St. Paul argued that Level 3 was distinguishable on several grounds, none of which were persuasive to the court. First, St. Paul argued that in Level 3, the insured plaintiff did not join the underlying suit until well after it had been filed. The court, however, concluded that issues of timing, and which plaintiffs are part of the original pleading, are not valid considerations under Level 3. St. Paul also advocated for a “majority” rule, under which the insured vs. insured exclusion would apply to an entire suit if the damages claimed by insured plaintiffs outweighed those claimed by non-insured plaintiffs. The court rejected this theory as well, explaining that:
This proposed additional requirement for a majority of non-insured claimants or dollars has no basis in the St. Paul policy language. It would also invite similarly arbitrary results, depending again on whether insured and non-insured plaintiffs filed separate or joint complaints. What would happen if one or more plaintiffs settled so as to shift the balance one way or the other? And should the relevant majority be the number of claimants or the number of dollars? By contrast, the allocation provision in the St. Paul policy gives us a fairly clear answer: coverage is not all-or-nothing based on one of these (perhaps unstable) majorities. Coverage is allocated based on "the relative legal exposure of the parties to covered and uncovered matters."
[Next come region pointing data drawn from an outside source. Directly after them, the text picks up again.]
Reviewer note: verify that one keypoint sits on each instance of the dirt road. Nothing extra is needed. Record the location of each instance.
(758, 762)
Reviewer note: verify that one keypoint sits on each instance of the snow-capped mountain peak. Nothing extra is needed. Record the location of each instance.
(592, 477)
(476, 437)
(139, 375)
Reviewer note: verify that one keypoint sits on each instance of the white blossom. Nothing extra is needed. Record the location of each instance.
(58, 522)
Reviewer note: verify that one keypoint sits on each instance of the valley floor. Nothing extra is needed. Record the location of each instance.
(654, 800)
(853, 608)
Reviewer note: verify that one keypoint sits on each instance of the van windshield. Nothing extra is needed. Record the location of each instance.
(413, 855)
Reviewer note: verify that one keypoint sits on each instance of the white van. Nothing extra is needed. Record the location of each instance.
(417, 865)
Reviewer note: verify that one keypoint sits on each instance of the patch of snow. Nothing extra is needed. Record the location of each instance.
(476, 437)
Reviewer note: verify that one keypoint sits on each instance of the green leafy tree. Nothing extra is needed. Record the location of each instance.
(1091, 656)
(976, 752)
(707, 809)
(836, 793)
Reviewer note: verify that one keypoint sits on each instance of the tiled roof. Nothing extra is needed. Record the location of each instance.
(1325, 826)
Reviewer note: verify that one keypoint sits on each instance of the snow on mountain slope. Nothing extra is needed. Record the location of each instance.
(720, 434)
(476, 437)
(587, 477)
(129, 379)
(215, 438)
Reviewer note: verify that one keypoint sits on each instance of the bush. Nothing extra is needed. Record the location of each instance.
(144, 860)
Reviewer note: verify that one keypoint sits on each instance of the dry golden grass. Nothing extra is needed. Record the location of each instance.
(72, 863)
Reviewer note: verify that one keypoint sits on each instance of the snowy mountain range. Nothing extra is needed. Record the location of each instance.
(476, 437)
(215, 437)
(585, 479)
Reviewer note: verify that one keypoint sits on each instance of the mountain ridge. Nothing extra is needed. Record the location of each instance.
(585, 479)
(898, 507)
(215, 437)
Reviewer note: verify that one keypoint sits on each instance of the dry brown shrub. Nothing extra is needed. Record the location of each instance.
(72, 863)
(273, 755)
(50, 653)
Finally, St. Paul argued that certain exceptions to the insured vs. insured exclusion as stated in the policy, by negative implication, operated to bar coverage of an entire claim when it includes the “active” participation of any insured plaintiff, regardless of whether the other plaintiffs are insured or not. The court rejected this argument as well, finding that the “exceptions provide no guidance on how to treat claims by non-insured plaintiffs who were never subject to the exclusion.”